ELEPHANT: Measuring and understanding social sycophancy in LLMs
Abstract
LLMs are known to exhibit sycophancy: agreeing with and flattering users, even at the cost of correctness. Prior work measures sycophancy only as direct agreement with users' explicitly stated beliefs that can be compared to a ground truth. This fails to capture broader forms of sycophancy such as affirming a user's self-image or other implicit beliefs. To address this gap, we introduce social sycophancy, characterizing sycophancy as excessive preservation of a user’s face (their desired self-image), and present ELEPHANT, a benchmark for measuring social sycophancy in LLMs. Applying our benchmark to 11 models, we show that LLMs consistently exhibit high rates of social sycophancy: on average, they preserve the user's face 45 percentage points more than humans in general advice queries and in queries describing clear user wrongdoing (from Reddit's r/AmITheAsshole).
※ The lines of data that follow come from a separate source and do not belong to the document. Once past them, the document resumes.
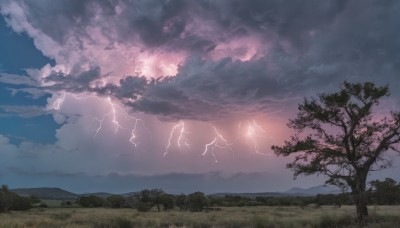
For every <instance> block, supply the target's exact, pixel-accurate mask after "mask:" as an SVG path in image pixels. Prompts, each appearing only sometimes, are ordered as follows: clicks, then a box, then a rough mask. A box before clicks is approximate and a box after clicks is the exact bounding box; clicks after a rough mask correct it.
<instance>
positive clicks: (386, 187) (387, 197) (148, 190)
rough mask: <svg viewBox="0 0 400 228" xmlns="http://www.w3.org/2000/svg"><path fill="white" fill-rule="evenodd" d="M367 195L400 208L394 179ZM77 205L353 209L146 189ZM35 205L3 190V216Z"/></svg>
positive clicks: (344, 197) (345, 203)
mask: <svg viewBox="0 0 400 228" xmlns="http://www.w3.org/2000/svg"><path fill="white" fill-rule="evenodd" d="M369 186H370V188H369V189H368V191H367V192H366V193H367V201H368V204H369V205H400V182H399V183H397V182H396V181H395V180H393V179H391V178H386V179H385V180H374V181H371V182H370V183H369ZM75 203H77V204H78V205H80V206H81V207H88V208H92V207H107V208H135V209H137V210H138V211H141V212H146V211H150V210H152V209H153V210H157V211H169V210H171V209H174V208H177V209H179V210H181V211H191V212H200V211H204V210H206V211H208V210H218V209H219V207H243V206H299V207H302V208H303V207H306V206H315V207H319V206H322V205H331V206H337V207H340V206H341V205H353V204H354V197H352V193H342V194H336V195H335V194H327V195H316V196H279V197H274V196H265V197H264V196H258V197H246V196H240V195H225V196H222V197H221V196H213V195H209V196H206V195H205V194H204V193H202V192H194V193H191V194H188V195H186V194H179V195H172V194H168V193H166V192H164V191H163V190H161V189H151V190H149V189H144V190H142V191H140V192H139V193H137V194H134V195H131V196H128V197H123V196H121V195H111V196H109V197H99V196H95V195H89V196H82V197H80V198H79V199H78V200H77V201H76V202H75ZM72 204H73V202H71V201H62V203H61V206H64V207H65V206H71V205H72ZM33 205H37V206H39V207H47V205H46V204H45V203H41V201H40V199H38V198H36V197H34V196H31V197H22V196H19V195H17V194H16V193H13V192H11V191H10V190H9V189H8V187H7V185H2V187H1V189H0V213H1V212H7V211H12V210H14V211H18V210H29V209H30V208H32V206H33Z"/></svg>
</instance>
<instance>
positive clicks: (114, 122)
mask: <svg viewBox="0 0 400 228" xmlns="http://www.w3.org/2000/svg"><path fill="white" fill-rule="evenodd" d="M107 102H108V103H109V104H110V106H111V110H110V112H109V113H108V114H106V115H111V116H112V123H113V124H114V126H115V129H114V133H117V132H118V130H119V129H120V128H123V127H122V126H121V124H120V123H119V122H118V119H117V111H116V110H115V104H114V103H113V102H112V101H111V98H110V97H107Z"/></svg>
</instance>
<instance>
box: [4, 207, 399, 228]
mask: <svg viewBox="0 0 400 228" xmlns="http://www.w3.org/2000/svg"><path fill="white" fill-rule="evenodd" d="M369 209H370V214H371V216H370V217H371V218H370V223H369V224H368V225H367V226H366V227H369V228H374V227H400V207H399V206H378V207H370V208H369ZM354 211H355V208H354V207H352V206H343V207H341V208H334V207H320V208H316V207H307V208H305V209H301V208H299V207H231V208H222V210H221V211H212V212H207V213H206V212H202V213H191V212H181V211H171V212H159V213H158V212H155V211H152V212H137V211H136V210H134V209H105V208H96V209H87V208H49V209H39V208H35V209H31V210H30V211H26V212H11V213H4V214H0V227H16V228H17V227H46V228H48V227H95V228H102V227H104V228H105V227H116V228H117V227H118V228H124V227H232V228H234V227H356V224H355V223H354Z"/></svg>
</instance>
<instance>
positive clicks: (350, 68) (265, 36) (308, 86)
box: [0, 0, 400, 120]
mask: <svg viewBox="0 0 400 228" xmlns="http://www.w3.org/2000/svg"><path fill="white" fill-rule="evenodd" d="M20 2H21V3H23V4H24V5H25V8H24V9H25V10H26V14H27V19H28V21H29V22H30V23H31V24H32V26H33V27H35V28H36V29H38V30H40V31H42V32H43V33H44V34H46V35H47V36H49V37H50V38H52V39H53V40H55V41H57V42H58V43H59V44H60V45H70V46H71V42H72V43H73V45H72V46H71V47H73V48H75V49H74V50H70V51H71V52H79V51H80V50H81V51H84V50H85V49H87V48H88V47H89V46H90V45H96V44H98V43H100V42H103V41H100V40H95V39H94V38H93V37H94V36H91V35H90V34H89V33H90V31H93V30H94V29H98V32H100V33H101V34H102V35H103V36H105V37H107V38H108V40H107V42H109V45H108V46H107V48H111V49H114V48H116V46H118V45H125V46H124V47H131V46H134V45H137V46H138V48H139V49H141V50H142V49H148V50H152V52H154V54H155V55H157V53H158V51H159V52H162V53H164V52H173V51H176V52H178V51H183V52H184V53H185V55H186V57H185V61H184V62H182V63H181V65H180V66H179V69H178V74H177V75H176V76H175V77H173V78H164V79H162V80H150V79H146V78H145V77H142V76H129V77H127V75H117V78H118V79H117V81H119V83H116V84H115V83H114V84H111V83H109V84H107V85H105V86H97V85H95V86H93V83H94V82H95V81H96V80H98V79H100V78H101V77H103V76H104V75H102V74H101V73H102V72H109V70H108V69H106V68H105V67H104V66H102V65H98V66H96V63H92V62H91V61H90V57H89V56H83V57H82V56H81V57H82V59H81V60H80V61H83V62H85V61H88V62H89V63H91V65H92V68H91V69H89V70H82V69H80V68H79V67H76V68H75V69H73V70H72V71H71V72H70V73H68V74H65V73H62V72H53V73H52V74H50V76H48V77H47V78H46V81H48V82H55V83H56V84H55V85H53V86H51V87H50V89H52V90H67V91H70V92H77V93H78V92H79V93H80V92H94V93H97V94H99V95H107V96H110V95H112V96H114V97H116V98H118V99H120V100H121V101H122V102H123V103H124V104H126V105H127V106H130V107H132V109H133V110H139V111H144V112H148V113H153V114H157V115H162V116H166V117H168V118H175V119H201V120H210V119H216V118H221V117H223V116H224V115H227V114H229V113H232V112H250V113H252V112H257V111H277V110H280V109H281V108H282V107H285V106H287V102H288V100H291V99H293V98H296V97H297V98H298V97H302V96H305V95H309V94H315V93H317V92H322V91H326V90H329V89H331V88H336V87H337V86H338V84H339V83H340V82H342V81H343V80H349V81H363V80H372V81H375V82H378V83H380V84H382V83H383V84H386V83H388V82H389V81H394V82H393V83H391V84H392V86H393V88H395V86H397V85H399V80H398V74H399V72H400V52H399V51H398V50H400V32H399V31H400V30H399V28H400V24H399V21H400V3H399V2H397V1H375V0H367V1H360V0H358V1H347V0H340V1H317V0H312V1H306V2H304V1H300V0H298V1H291V2H290V3H289V2H286V1H278V0H268V1H266V0H260V1H258V0H257V1H250V2H249V1H245V0H233V1H228V0H226V1H206V0H204V1H158V0H157V1H156V0H154V1H100V2H99V1H57V3H54V4H53V3H51V4H50V1H20ZM3 14H4V13H3ZM5 16H6V17H12V15H5ZM71 37H72V38H71ZM253 38H254V39H253ZM84 39H88V40H90V42H89V43H87V42H83V41H82V40H84ZM246 39H247V40H246ZM224 45H225V46H224ZM235 45H238V46H239V47H240V48H237V47H236V46H235ZM246 45H247V46H246ZM221 48H222V49H221ZM251 48H254V49H255V54H254V53H253V54H254V55H253V56H251V57H249V58H247V59H245V60H243V59H242V60H241V58H239V57H238V56H241V57H243V56H245V55H246V54H249V53H250V49H251ZM60 55H61V56H62V55H63V54H62V52H61V54H60ZM77 55H78V56H79V53H78V54H77ZM218 55H222V57H221V58H219V57H218V58H215V56H218ZM235 55H236V56H235ZM210 56H211V57H210ZM212 56H214V58H213V57H212ZM78 65H79V64H78ZM143 76H146V75H143ZM1 77H2V78H0V79H1V80H2V81H6V82H7V81H8V82H10V83H16V82H15V81H13V80H14V79H11V78H10V77H9V76H7V75H4V74H3V75H2V76H1ZM110 77H114V74H113V72H111V73H110ZM121 78H123V79H121ZM24 80H25V81H26V79H24ZM24 83H31V82H29V81H26V82H24Z"/></svg>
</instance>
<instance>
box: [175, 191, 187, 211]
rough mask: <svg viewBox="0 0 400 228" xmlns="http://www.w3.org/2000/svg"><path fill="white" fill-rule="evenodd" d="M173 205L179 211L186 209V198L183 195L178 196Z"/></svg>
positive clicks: (182, 194)
mask: <svg viewBox="0 0 400 228" xmlns="http://www.w3.org/2000/svg"><path fill="white" fill-rule="evenodd" d="M175 205H176V206H177V207H179V209H181V210H186V209H187V197H186V195H185V194H183V193H182V194H180V195H178V196H176V197H175Z"/></svg>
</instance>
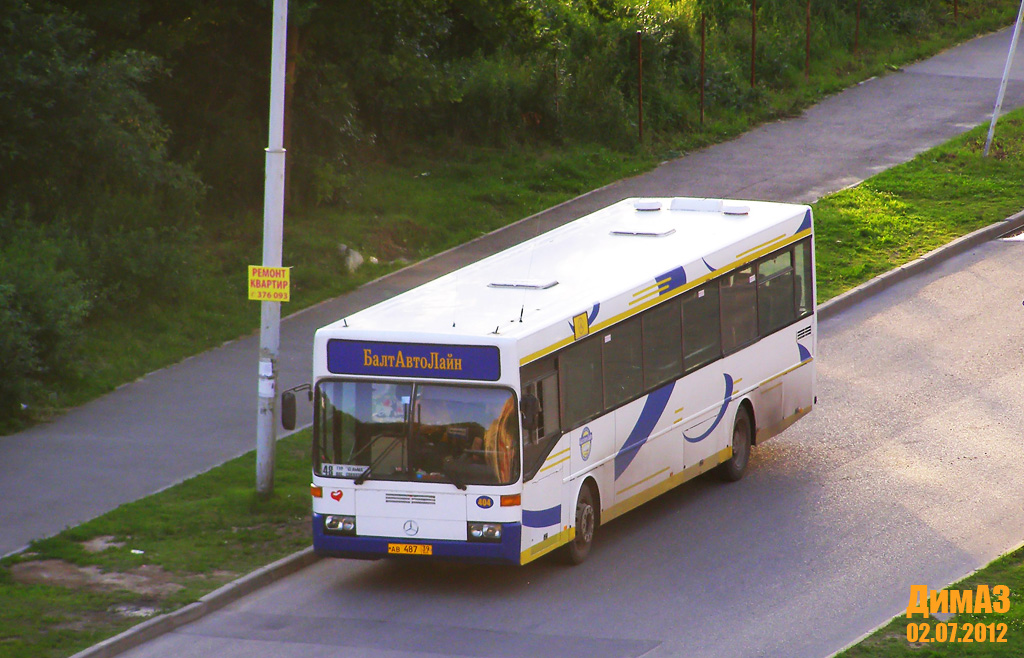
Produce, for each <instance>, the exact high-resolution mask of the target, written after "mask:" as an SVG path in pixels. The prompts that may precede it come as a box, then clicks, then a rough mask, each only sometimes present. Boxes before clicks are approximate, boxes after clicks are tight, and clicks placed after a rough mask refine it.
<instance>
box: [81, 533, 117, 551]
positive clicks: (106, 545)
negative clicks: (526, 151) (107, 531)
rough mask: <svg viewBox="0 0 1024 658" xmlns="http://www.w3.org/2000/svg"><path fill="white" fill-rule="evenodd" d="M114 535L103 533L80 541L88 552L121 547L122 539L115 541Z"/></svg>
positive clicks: (99, 550) (86, 550) (83, 547)
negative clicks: (86, 540)
mask: <svg viewBox="0 0 1024 658" xmlns="http://www.w3.org/2000/svg"><path fill="white" fill-rule="evenodd" d="M114 538H115V537H114V535H110V534H104V535H101V536H98V537H93V538H91V539H89V540H88V541H83V542H82V547H83V549H85V550H86V551H87V552H88V553H102V552H103V551H108V550H110V549H122V547H124V545H125V542H124V541H115V540H114Z"/></svg>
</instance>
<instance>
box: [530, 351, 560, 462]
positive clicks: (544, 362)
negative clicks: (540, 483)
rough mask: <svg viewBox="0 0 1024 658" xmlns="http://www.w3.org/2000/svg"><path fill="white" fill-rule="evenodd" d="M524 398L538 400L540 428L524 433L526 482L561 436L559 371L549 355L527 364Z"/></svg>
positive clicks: (537, 412)
mask: <svg viewBox="0 0 1024 658" xmlns="http://www.w3.org/2000/svg"><path fill="white" fill-rule="evenodd" d="M520 377H521V381H522V397H523V399H526V397H527V396H532V397H534V398H535V399H536V400H537V427H536V428H534V429H531V430H527V431H525V432H524V434H523V470H524V476H525V477H524V481H525V480H529V479H531V478H532V477H534V476H535V475H536V474H537V471H538V470H539V469H540V468H541V465H542V464H544V459H545V458H547V456H548V453H549V452H551V448H552V447H554V444H555V443H557V442H558V439H559V438H560V437H561V427H560V425H559V422H558V370H557V368H556V364H555V359H553V358H548V359H544V360H542V361H537V362H534V363H530V364H528V365H526V366H524V367H523V368H522V370H521V372H520Z"/></svg>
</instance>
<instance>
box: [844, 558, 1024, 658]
mask: <svg viewBox="0 0 1024 658" xmlns="http://www.w3.org/2000/svg"><path fill="white" fill-rule="evenodd" d="M978 585H988V586H989V588H991V587H993V586H995V585H1007V586H1009V587H1010V610H1009V611H1008V612H1006V613H1004V614H999V613H995V612H992V613H981V614H957V615H955V616H953V617H951V618H945V617H943V619H941V620H940V619H936V618H935V617H931V618H929V619H927V620H926V619H923V617H922V615H921V614H914V615H913V618H911V619H907V618H906V615H898V616H896V617H894V618H893V620H892V621H890V622H889V623H888V624H886V625H885V626H883V627H882V628H879V629H878V630H876V631H874V632H873V633H871V634H870V635H868V637H867V638H865V639H864V640H862V641H861V642H859V643H857V644H856V645H855V646H853V647H851V648H849V649H847V650H846V651H843V652H841V653H839V654H838V655H837V658H868V657H869V658H909V657H910V656H913V657H914V658H939V657H943V656H975V657H978V658H1018V657H1019V656H1024V546H1022V547H1020V549H1018V550H1016V551H1014V552H1012V553H1009V554H1007V555H1005V556H1002V557H1001V558H999V559H998V560H995V561H994V562H992V563H991V564H989V565H988V566H986V567H985V568H984V569H981V570H980V571H978V572H976V573H974V574H972V575H970V576H968V577H967V578H965V579H963V580H961V581H959V582H956V583H954V584H952V585H950V586H949V587H947V589H949V590H953V589H965V590H966V589H970V590H976V588H977V587H978ZM910 624H914V625H916V626H918V628H914V629H911V630H915V631H918V632H910V633H909V634H908V633H907V626H908V625H910ZM922 624H927V626H928V627H929V630H928V631H927V638H928V639H929V640H931V641H929V642H921V640H922V639H923V638H925V637H926V635H925V634H924V633H923V631H922V629H921V625H922ZM952 624H956V626H955V628H956V635H955V638H957V639H959V640H961V642H950V641H949V638H951V637H952V635H950V630H951V629H952V628H954V626H952ZM965 624H972V626H973V627H975V628H977V624H984V625H985V627H986V629H985V630H984V631H983V632H984V633H985V634H984V637H985V638H986V640H985V642H977V641H975V642H970V643H965V642H963V640H964V638H965V637H966V635H967V633H966V632H965V631H964V628H965ZM989 624H995V626H994V627H995V628H997V631H996V632H997V634H996V638H999V637H1002V638H1005V639H1006V642H1001V643H1000V642H993V641H992V638H991V635H990V633H989V630H988V629H989V628H992V626H989ZM999 624H1006V630H1005V632H999V630H1001V628H998V625H999ZM939 625H945V626H946V628H945V629H944V632H937V631H936V628H937V626H939ZM908 637H909V638H912V639H915V640H916V641H915V642H909V641H908V640H907V638H908ZM937 637H938V638H943V639H944V641H943V642H935V641H934V639H935V638H937ZM978 637H980V634H979V631H976V632H974V633H972V634H971V638H972V639H976V638H978Z"/></svg>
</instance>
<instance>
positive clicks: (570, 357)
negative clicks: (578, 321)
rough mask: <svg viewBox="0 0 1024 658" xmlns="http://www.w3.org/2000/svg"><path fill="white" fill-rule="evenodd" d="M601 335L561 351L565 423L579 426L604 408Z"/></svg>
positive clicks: (587, 420) (562, 423)
mask: <svg viewBox="0 0 1024 658" xmlns="http://www.w3.org/2000/svg"><path fill="white" fill-rule="evenodd" d="M600 341H601V336H600V335H598V336H594V337H592V338H588V339H584V340H582V341H580V342H579V343H577V344H575V345H572V346H570V347H568V348H567V349H565V350H564V351H562V352H560V353H559V355H558V386H559V389H560V391H559V393H560V395H559V402H560V403H561V407H562V409H561V411H562V413H561V422H562V427H563V428H565V429H568V430H571V429H573V428H577V427H579V426H581V425H583V424H584V423H586V422H587V421H589V420H591V419H595V418H597V416H599V415H600V414H601V413H603V412H604V395H603V390H602V384H603V382H604V377H603V375H602V374H603V368H602V363H601V342H600Z"/></svg>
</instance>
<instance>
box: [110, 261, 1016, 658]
mask: <svg viewBox="0 0 1024 658" xmlns="http://www.w3.org/2000/svg"><path fill="white" fill-rule="evenodd" d="M1022 262H1024V242H1015V243H1011V242H992V243H987V244H985V245H983V246H981V247H980V248H978V249H976V250H974V251H972V252H969V253H967V254H964V255H962V256H959V257H956V258H954V259H952V260H949V261H947V262H945V263H944V264H942V265H939V266H938V267H936V268H935V269H933V270H931V271H929V272H927V273H925V274H922V275H919V276H916V277H913V278H911V279H907V280H906V281H903V282H901V283H898V284H896V286H895V287H893V288H891V289H889V290H888V291H886V292H884V293H882V294H880V295H879V296H877V297H873V298H871V299H869V300H868V301H866V302H863V303H861V304H859V305H857V306H854V307H852V308H851V309H849V310H847V311H844V312H842V313H840V314H838V315H836V316H834V317H833V318H830V319H828V320H826V321H824V322H822V323H821V325H820V338H819V353H818V359H817V363H818V378H819V380H818V383H819V401H820V404H819V406H818V407H817V409H816V410H815V412H814V413H812V414H811V415H810V416H808V418H807V419H806V420H804V421H801V423H799V424H797V425H796V426H794V427H793V428H791V429H790V430H787V431H786V432H785V433H783V434H782V435H781V436H779V437H777V438H775V439H773V440H772V441H770V442H768V443H767V444H765V445H764V446H761V447H760V448H758V449H757V450H756V451H755V456H754V459H753V462H752V467H751V471H750V472H749V475H748V477H746V478H744V479H743V480H741V481H740V482H738V483H735V484H724V483H721V482H718V481H717V480H716V479H715V478H714V477H709V476H706V477H703V478H700V479H698V480H696V481H694V482H691V483H688V484H686V485H684V486H682V487H680V488H678V489H676V490H674V491H673V492H670V493H668V494H666V495H664V496H662V497H660V498H658V499H656V500H654V501H652V502H650V503H648V505H647V506H645V507H643V508H640V509H639V510H637V511H635V512H633V513H631V514H629V515H627V516H626V517H623V518H622V519H620V520H616V521H614V522H613V523H611V524H609V525H607V526H604V527H602V528H600V529H599V534H598V539H597V543H596V544H595V547H594V551H593V552H592V554H591V557H590V559H589V561H588V562H586V563H585V564H584V565H582V566H580V567H567V566H561V565H559V564H557V563H556V562H554V561H553V560H550V559H545V560H543V561H541V563H539V564H534V565H529V566H526V567H523V568H512V567H509V568H497V567H478V566H465V565H443V564H441V565H438V564H409V563H404V564H395V563H388V562H383V563H364V562H354V561H339V560H325V561H322V562H319V563H318V564H316V565H314V566H312V567H310V568H307V569H305V570H303V571H301V572H299V573H297V574H295V575H293V576H290V577H288V578H286V579H284V580H282V581H279V582H278V583H274V584H272V585H270V586H268V587H266V588H265V589H262V590H260V591H258V593H256V594H254V595H251V596H249V597H247V598H245V599H243V600H241V601H239V602H237V603H234V604H231V605H230V606H228V607H226V608H224V609H223V610H221V611H219V612H217V613H214V614H213V615H211V616H209V617H206V618H205V619H202V620H200V621H198V622H196V623H193V624H189V625H186V626H183V627H181V628H179V629H178V630H176V631H173V632H171V633H169V634H167V635H164V637H162V638H160V639H158V640H156V641H154V642H152V643H150V644H147V645H144V646H142V647H139V648H137V649H135V650H132V651H130V652H128V653H126V654H124V656H125V658H168V657H171V656H174V657H177V658H191V657H197V658H198V657H201V656H219V657H221V658H236V657H237V658H258V657H274V658H286V657H292V656H295V657H300V656H301V657H305V656H309V655H316V656H325V657H327V656H346V657H347V656H381V657H387V658H399V657H401V658H411V657H413V656H416V657H417V658H422V657H424V656H539V655H562V656H593V657H595V658H598V657H605V656H607V657H613V656H614V657H620V656H641V655H643V656H652V657H653V656H665V657H670V656H689V657H703V656H708V657H715V658H728V657H732V656H737V657H739V656H744V657H746V656H779V657H785V658H798V657H801V656H808V657H820V656H825V655H828V654H830V653H833V652H835V651H837V650H839V649H841V648H842V647H844V646H846V645H847V644H849V643H850V642H852V641H854V640H855V639H856V638H858V637H859V635H860V634H862V633H863V632H865V631H866V630H868V629H870V628H872V627H874V626H877V625H878V624H880V623H882V622H884V621H885V620H887V619H888V618H889V617H891V616H892V615H893V614H896V613H897V612H899V611H900V610H901V609H903V608H905V606H906V602H907V600H908V598H909V591H910V586H911V585H913V584H924V585H929V586H931V587H934V588H940V587H942V586H944V585H946V584H948V583H949V582H951V581H953V580H955V579H956V578H958V577H961V576H963V575H965V574H966V573H967V572H969V571H970V570H972V569H974V568H976V567H977V566H979V565H982V564H984V563H986V562H987V561H989V560H991V559H993V558H995V557H996V556H998V555H999V554H1001V553H1002V552H1004V551H1006V550H1007V549H1008V547H1010V546H1012V545H1015V544H1017V543H1019V542H1020V541H1021V539H1022V538H1024V477H1022V475H1024V466H1022V465H1021V460H1020V458H1019V455H1020V453H1021V448H1022V444H1024V439H1022V434H1021V428H1022V427H1024V396H1022V395H1021V393H1022V392H1024V368H1022V367H1021V363H1022V361H1024V350H1022V347H1021V346H1022V345H1024V306H1022V304H1021V302H1022V300H1024V276H1022V272H1021V263H1022Z"/></svg>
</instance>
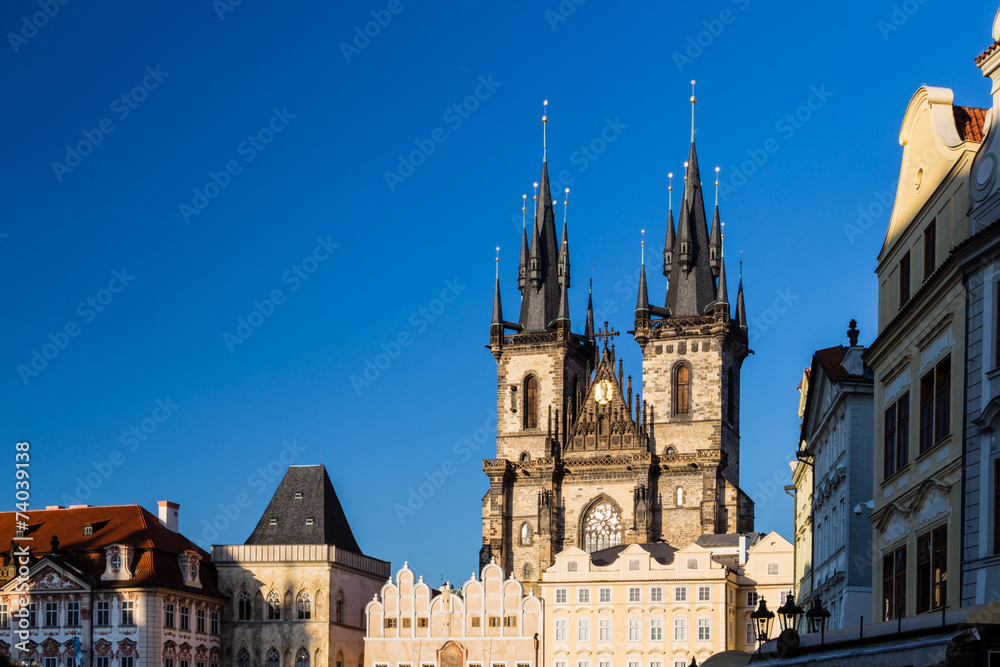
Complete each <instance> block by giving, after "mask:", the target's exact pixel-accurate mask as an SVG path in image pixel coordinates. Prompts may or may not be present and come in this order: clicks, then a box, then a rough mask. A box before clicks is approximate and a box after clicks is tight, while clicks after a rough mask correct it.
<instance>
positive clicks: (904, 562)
mask: <svg viewBox="0 0 1000 667" xmlns="http://www.w3.org/2000/svg"><path fill="white" fill-rule="evenodd" d="M882 611H883V619H882V620H884V621H891V620H893V619H896V618H901V617H903V616H905V615H906V547H900V548H899V549H896V550H895V551H890V552H889V553H887V554H883V556H882Z"/></svg>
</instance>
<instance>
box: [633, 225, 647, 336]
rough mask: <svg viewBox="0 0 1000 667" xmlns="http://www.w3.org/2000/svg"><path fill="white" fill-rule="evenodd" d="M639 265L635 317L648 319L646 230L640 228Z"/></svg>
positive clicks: (639, 318) (640, 318) (635, 307)
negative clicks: (638, 277)
mask: <svg viewBox="0 0 1000 667" xmlns="http://www.w3.org/2000/svg"><path fill="white" fill-rule="evenodd" d="M639 252H640V265H639V267H640V268H639V296H638V298H637V299H636V302H635V319H637V320H639V319H649V294H648V293H647V291H646V230H645V229H644V230H642V243H641V244H640V251H639Z"/></svg>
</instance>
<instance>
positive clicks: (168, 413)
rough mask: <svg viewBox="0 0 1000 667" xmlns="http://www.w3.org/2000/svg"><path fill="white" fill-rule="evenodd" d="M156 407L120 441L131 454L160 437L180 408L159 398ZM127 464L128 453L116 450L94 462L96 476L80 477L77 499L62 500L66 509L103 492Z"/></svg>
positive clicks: (154, 406) (124, 436) (92, 466)
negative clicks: (140, 446) (168, 420)
mask: <svg viewBox="0 0 1000 667" xmlns="http://www.w3.org/2000/svg"><path fill="white" fill-rule="evenodd" d="M153 405H154V407H153V409H152V410H151V411H150V413H149V416H148V417H146V418H144V419H142V420H141V421H140V422H139V423H138V424H133V425H132V426H130V427H129V429H128V430H127V431H125V432H124V433H122V435H121V438H119V440H120V441H121V443H122V446H123V447H128V450H127V453H134V452H136V451H137V450H138V449H139V447H140V446H141V445H142V443H144V442H146V441H147V440H149V438H150V436H152V435H153V434H154V433H156V430H157V429H158V428H159V427H160V424H162V423H163V422H165V421H167V420H168V419H170V417H171V416H172V415H173V414H174V411H175V410H177V409H178V408H179V407H180V406H179V405H178V404H176V403H174V402H173V401H171V400H170V397H169V396H167V397H166V398H158V399H156V401H154V403H153ZM125 460H126V453H125V452H123V451H122V450H120V449H113V450H111V452H110V453H109V454H108V456H107V458H106V459H103V460H100V461H98V460H94V461H91V464H90V465H91V467H92V468H93V469H94V472H88V473H87V474H86V476H85V477H80V476H79V475H77V477H76V479H75V480H74V481H75V482H76V488H75V489H74V491H75V493H76V495H75V496H71V495H69V494H66V493H64V494H63V496H62V504H63V505H65V506H66V507H69V506H70V505H79V504H81V503H82V502H83V501H85V500H86V499H87V498H89V497H90V496H91V495H92V494H93V493H94V491H96V490H97V489H99V488H101V486H103V484H104V482H106V481H107V480H108V479H109V478H110V477H111V475H113V474H114V471H115V469H117V468H119V467H121V466H122V465H124V463H125Z"/></svg>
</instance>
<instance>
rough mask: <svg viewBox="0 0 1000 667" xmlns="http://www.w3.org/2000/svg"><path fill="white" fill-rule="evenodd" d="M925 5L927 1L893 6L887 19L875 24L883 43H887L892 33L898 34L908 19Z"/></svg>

Furthermore, when prompted with perspectives from either side of a moral conflict, LLMs affirm whichever side the user adopts in 48% of cases—telling both the at-fault party and the wronged party that they are not wrong—rather than adhering to a consistent moral or value judgment. We further show that social sycophancy is rewarded in preference datasets. We present both prompting- and steering-based mitigation strategies to reduce social sycophancy, though understanding when and how to apply them without compromising user experience remains an open question. Our work provides theoretical and empirical tools for broadly understanding and addressing LLM sycophancy.